Tammany Hall lives on in feeble reforms
THE GREAT handbook of Irish machine politics is Plunkitt of Tammany Hall, the reflections of one of the veteran operators of New York politics in the late 19th and early 20th centuries. The machine was then in its prime but it was regularly irritated by pesky “reformers” campaigning against cronyism and graft.
The Plunkitt in question was George Washington Plunkitt, leader of the Tammany Society, chairman of the elections committee of Tammany Hall, state senator, assemblyman, police magistrate, county supervisor and alderman.
In the handbook, Plunkitt boasts of a particular election in which he was challenged by a reforming association called the Citizens’ Union. But on election day the Citizens’ Union evaporated, mustering just five votes. Why? Because Plunkitt was also secretly running the Citizens’ Union as well. It allowed “reform” a harmless venting while the machine got on with its business. Reformers, Plunkitt reflected, were “mornin’ glories – looked lovely in the mornin’ and withered up in a short time, while the regular machines went on flourishin’ forever, like fine old oaks”.
It would be overly cynical to suggest that the current Government parties have managed to pull off the same trick but they are certainly on track to achieve the same effect. The machine had its own version of the phantom Citizens’ Union – the citizens’ assembly or people’s convention.
Now it is making sure that it will wither like a morning glory while the fine old oaks flourish forever. There may be welcome reforms of things such as lobbying or whistleblowing, but none to the basic structure of a system that serves the people very badly but political machines very well.

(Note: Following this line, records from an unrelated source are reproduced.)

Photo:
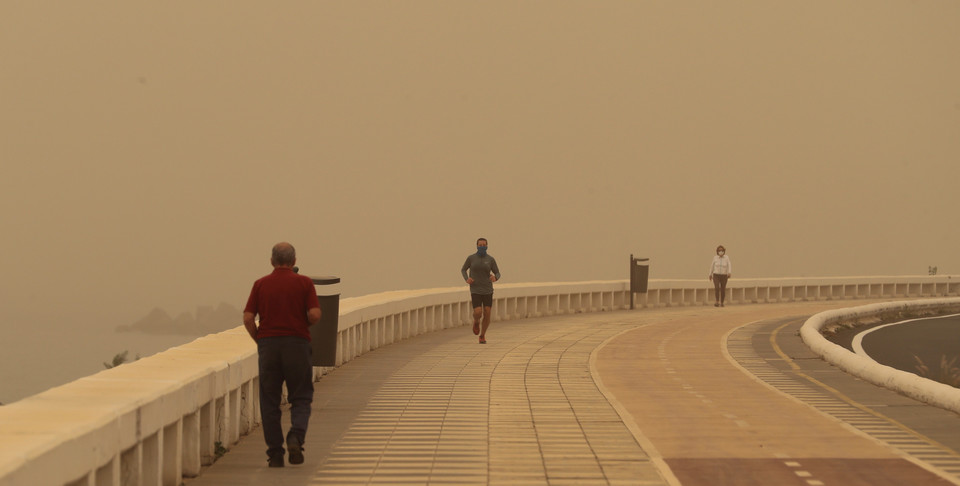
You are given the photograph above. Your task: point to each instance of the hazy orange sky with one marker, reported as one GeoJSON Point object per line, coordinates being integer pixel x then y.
{"type": "Point", "coordinates": [153, 153]}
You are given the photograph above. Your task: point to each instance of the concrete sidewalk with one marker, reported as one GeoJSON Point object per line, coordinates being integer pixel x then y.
{"type": "Point", "coordinates": [668, 404]}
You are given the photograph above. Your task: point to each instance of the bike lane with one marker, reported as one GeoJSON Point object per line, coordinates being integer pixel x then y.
{"type": "Point", "coordinates": [699, 411]}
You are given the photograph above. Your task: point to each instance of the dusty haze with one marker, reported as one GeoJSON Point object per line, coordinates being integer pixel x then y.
{"type": "Point", "coordinates": [153, 153]}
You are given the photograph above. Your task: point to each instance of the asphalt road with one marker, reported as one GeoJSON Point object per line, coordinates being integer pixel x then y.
{"type": "Point", "coordinates": [908, 344]}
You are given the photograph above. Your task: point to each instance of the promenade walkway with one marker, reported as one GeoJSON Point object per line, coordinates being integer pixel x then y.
{"type": "Point", "coordinates": [690, 396]}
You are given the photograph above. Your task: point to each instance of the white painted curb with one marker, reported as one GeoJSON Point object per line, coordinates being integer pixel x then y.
{"type": "Point", "coordinates": [908, 384]}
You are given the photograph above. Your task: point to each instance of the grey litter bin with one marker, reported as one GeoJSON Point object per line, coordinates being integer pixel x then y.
{"type": "Point", "coordinates": [323, 335]}
{"type": "Point", "coordinates": [639, 275]}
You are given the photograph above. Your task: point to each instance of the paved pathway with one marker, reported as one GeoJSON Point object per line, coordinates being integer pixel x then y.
{"type": "Point", "coordinates": [675, 395]}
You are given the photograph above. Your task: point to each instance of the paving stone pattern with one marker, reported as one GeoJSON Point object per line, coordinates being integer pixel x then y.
{"type": "Point", "coordinates": [522, 409]}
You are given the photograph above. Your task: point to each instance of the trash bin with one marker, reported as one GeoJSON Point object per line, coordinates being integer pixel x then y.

At the last general election, no party could credibly present itself without an upfront acknowldgement that the existing political system was broken beyond repair. Fine Gael told us that “Modern Ireland cannot be governed by a system of government originally designed for 19th century Britain. Ireland needs more than piecemeal reform. It needs radical root-and-branch change.”
This radical change was to be both urgent and comprehensive. Within 12 months of the election we were going to have Constitution Day, when we would all vote on a package of constitutional reform, taking in “the executive, the Dáil, the presidency and the judiciary” – in other words the entire system of national government. In reality, of course, all we got was a botched referendum to give Dáil committees full powers of inquiry.
Now, even the smaller gestures towards “root-and-branch reform” are being scaled back to near-invisibility. Consider all the hullabaloo about last week’s revision of Dáil constituencies. It has a veneer of “reform”. It makes a noise that sounds vaguely like change. But the noise is merely that of the machine clanking back into place. The fuss is what magicians call misdirection – the piece of ostentatious business that takes your eye off the real manoeuvre.
That manoeuvre is the ditching of a very specific Fine Gael manifesto promise: “cutting the number of TDs by 20”. This was itself far too timid. There is no reason for a Dáil to have more than 100 members – if, that is, TDs function as legislators and watchdogs rather than as the dispensers of “imaginary patronage” to constituents. But even the promise to cut 20 has now been reduced to eight.
Much worse, though, is what’s happening to the idea of how reform should happen. Going into the last election, the machine recognised that the public would not be impressed by the notion that it would reform itself. It knew citizens were so alienated from the workings of democracy that they wanted to practise a different kind of democracy. Both Fine Gael and Labour therefore promised to entrust the process of reform to citizens themselves.
Labour told us the new government would “ask a people’s convention to draw up a new Constitution setting out the aspirations, the values and the rules that Irish people want to live by now”. Fine Gael pledged “a Citizens’ Assembly . . . composed of up to 100 members who will be chosen from the public”.
It was absolutely clear in both of these proposals that the purpose of the people’s convention or citizens’ assembly would not be to debate a few piecemeal changes. It would be to act as a compelling force for radical change – in Eamon Gilmore’s words, “to collectively design the kind of Republic that meets the needs and aspirations of the Irish people”.
And what are we getting? Firstly, not quite a “citizens’ assembly” – the convention is to have a mix of “ordinary” citizens and serving politicians. Secondly, not an active body urgently designing a new Republic but what Enda Kenny interestingly calls a “forum”. Thirdly, not a comprehensive redesign of the Republic but a public chat about subjects selected in advance by the Government.
That the first two subjects are the possible reduction of the presidential term and the possible reduction of the voting age says everything that needs to be said about the revolutionary scale of the envisaged change. And when the convention does make a proposal, what will happen? “The relevant Ministers will consider recommendations from the convention and report to Government as appropriate” – government-speak for “not very much really”. Plunkitt would be proud to see such great Tammany traditions alive and well.